Il faut même remarquer que la philosophie ancienne avait
préludé à ce précepte. Pythagore
disait: IMITEZ DIEU. Platon, qui devait tant de choses à
cet ancien sage, a dit: Que l'homme juste est celui qui s'est
rendu semblable à Dieu autant que notre nature le permet.
(Polit. X, opp. T.) et réciproquement, que rien ne
ressemble plus à Dieu que l'homme juste. (In Theaet.
opp., tom. II, p. 122.) Plutarque ajoute que l'homme ne peut
jouir de Dieu d'une manière plus délicieuse qu'en
se rendant, autant qu'il le peut, semblable à lui par
l'imitation des perfections divines. (De sero Num. vind.,
l. IV.)
La ressemblance qui existe entre l'homme et son Créateur
est celle de l'image au modèle. Sicut ab exemplari,
non secundum aequalitatem. (S. Thomas, Summa Theol.,
I. part, 93, art. I.) Voyez sur cette ressemblance, Noël
Alex., (Hist. eccles., Vet. Test. cet. mund., I, art. 7,
Prop II.) Si quelqu'un nous fait dire qu'un homme ressemble
à son portrait, l'absurdité est toute à
lui: car c'est le contraire que nous disons.
Axiome évident et véritablement divin! Car la
suprématie de l'homme n'a pas d'autre fondement que sa
ressemblance avec Dieu. (Bacon, in Dial. de bello sacro.
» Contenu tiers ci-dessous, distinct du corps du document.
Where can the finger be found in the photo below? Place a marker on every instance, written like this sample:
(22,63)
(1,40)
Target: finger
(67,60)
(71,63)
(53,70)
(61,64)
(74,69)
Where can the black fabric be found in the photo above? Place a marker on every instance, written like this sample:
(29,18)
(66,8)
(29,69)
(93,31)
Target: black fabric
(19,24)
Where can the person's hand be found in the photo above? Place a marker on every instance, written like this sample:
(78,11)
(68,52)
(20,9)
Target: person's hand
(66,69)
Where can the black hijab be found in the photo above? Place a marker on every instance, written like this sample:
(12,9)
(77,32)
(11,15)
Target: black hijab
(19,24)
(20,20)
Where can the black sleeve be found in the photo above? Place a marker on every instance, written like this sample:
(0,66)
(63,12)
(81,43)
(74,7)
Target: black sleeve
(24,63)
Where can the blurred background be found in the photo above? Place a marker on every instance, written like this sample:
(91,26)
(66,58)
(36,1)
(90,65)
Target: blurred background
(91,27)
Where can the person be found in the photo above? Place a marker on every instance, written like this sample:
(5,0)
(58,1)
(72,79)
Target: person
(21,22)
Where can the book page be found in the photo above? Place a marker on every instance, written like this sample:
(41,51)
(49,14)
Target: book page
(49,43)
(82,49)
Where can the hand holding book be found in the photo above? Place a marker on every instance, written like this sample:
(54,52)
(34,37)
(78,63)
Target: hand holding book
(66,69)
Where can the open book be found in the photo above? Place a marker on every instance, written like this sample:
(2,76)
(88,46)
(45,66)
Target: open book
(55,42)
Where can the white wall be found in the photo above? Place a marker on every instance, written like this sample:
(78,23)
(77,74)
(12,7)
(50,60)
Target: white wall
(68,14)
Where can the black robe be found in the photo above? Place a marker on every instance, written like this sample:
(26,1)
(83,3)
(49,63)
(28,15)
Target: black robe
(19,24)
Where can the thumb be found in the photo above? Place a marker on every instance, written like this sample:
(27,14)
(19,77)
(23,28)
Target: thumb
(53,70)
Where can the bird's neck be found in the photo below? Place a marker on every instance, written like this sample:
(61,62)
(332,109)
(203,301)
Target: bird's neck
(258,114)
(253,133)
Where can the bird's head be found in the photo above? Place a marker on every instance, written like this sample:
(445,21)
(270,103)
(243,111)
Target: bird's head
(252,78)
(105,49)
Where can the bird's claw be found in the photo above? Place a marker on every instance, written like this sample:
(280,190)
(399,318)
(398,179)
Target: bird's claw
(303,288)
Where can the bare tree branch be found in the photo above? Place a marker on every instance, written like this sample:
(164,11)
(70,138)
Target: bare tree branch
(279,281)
Works, tom. X, p. 311.) Il attribue cette magnifique
idée à un théologien espagnol, nommé
François Vittoria, mort en 1532, et à
quelques autres. En effet, Philon et quelques pères et
philosophes grecs en avaient tiré parti depuis longtemps,
comme on peut le voir dans le bel ouvrage de Pétau. (De
VI dier. opif., lib. II, cap 2-3. Dogm. theol.,
Paris, 1644, in-fol., tom. III, pag. 296, seq.)
La bibliothèque de Voltaire fut, comme on sait,
achetée après sa mort par la cour de Russie.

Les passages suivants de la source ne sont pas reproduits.